P.I.: Rebecca Hull, PhD
Research Associate Professor of Medicine
Metabolism, Endocrinology and Nutrition

Srinath Sanda, MD
Assistant Professor, Pediatrics
University of California at San Francisco

This proposal seeks to determine the role of ILβ in the pathogenesis of cystic fibrosis related diabetes (CFRD). CFRD is a unique form of diabetes and new treatments are needed to improve the morbidity and mortality of cystic fibrosis patients. Therefore the goals of this grant proposal are directly relevant to the mission of the National Institute of Diabetes, Digestive, and Kidney Diseases. The grant proposal consists of 2 broad aims. First we will compare the degree of amyloid deposition between autopsy pancreas sections from CFRD patients, CF patients without diabetes and age-matched controls.
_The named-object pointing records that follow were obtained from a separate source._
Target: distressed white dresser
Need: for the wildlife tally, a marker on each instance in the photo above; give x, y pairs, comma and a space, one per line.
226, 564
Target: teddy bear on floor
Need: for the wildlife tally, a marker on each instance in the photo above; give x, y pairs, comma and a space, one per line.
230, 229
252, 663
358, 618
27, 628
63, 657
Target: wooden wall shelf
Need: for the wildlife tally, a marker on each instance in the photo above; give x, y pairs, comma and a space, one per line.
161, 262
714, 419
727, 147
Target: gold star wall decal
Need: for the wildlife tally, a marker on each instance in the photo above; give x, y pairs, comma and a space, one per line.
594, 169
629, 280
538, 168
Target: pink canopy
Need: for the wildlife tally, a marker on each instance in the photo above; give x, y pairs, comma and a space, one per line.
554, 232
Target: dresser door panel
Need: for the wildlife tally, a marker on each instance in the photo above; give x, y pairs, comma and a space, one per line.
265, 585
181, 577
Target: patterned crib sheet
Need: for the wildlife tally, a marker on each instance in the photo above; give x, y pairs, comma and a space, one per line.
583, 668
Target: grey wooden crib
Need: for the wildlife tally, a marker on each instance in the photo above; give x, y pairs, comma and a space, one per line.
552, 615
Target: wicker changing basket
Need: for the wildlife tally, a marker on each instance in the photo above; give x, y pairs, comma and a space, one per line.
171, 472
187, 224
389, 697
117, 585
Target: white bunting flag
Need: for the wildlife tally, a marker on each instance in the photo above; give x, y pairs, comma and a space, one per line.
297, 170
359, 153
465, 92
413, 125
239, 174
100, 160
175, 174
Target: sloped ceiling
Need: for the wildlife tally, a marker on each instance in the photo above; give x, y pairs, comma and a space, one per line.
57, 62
Subjects with type 2 diabetes, and appropriately-matched subjects without type 2 diabetes will serve as positive and negative controls for the measurements of interest. We anticipate that CFRD patients will show extensive deposition of islet amyloid, together with decreased β-cell area, reduced insulin expression, and increased β-cell apoptosis. Second we will analyze the same samples for evidence that the IL-1β pathway is active. In particular we will stain for IL-1β, IL-1Ra, NF-κB, MyD88, and CCL2. Aim 2: Do pancreatic sections from patients with CFRD show evidence of IL-1β activation? We will also determine whether correlations exist between these markers of the IL-1β pathway and measured obtained in Aim1, namely islet amyloid deposition, β-cell area and measures of β-cell apoptosis and replication. We anticipate that IL-1β activation will be a major feature of the islet in CFRD, suggesting that this pathway may play a role in the pathogenesis of islet dysfunction in this patient population.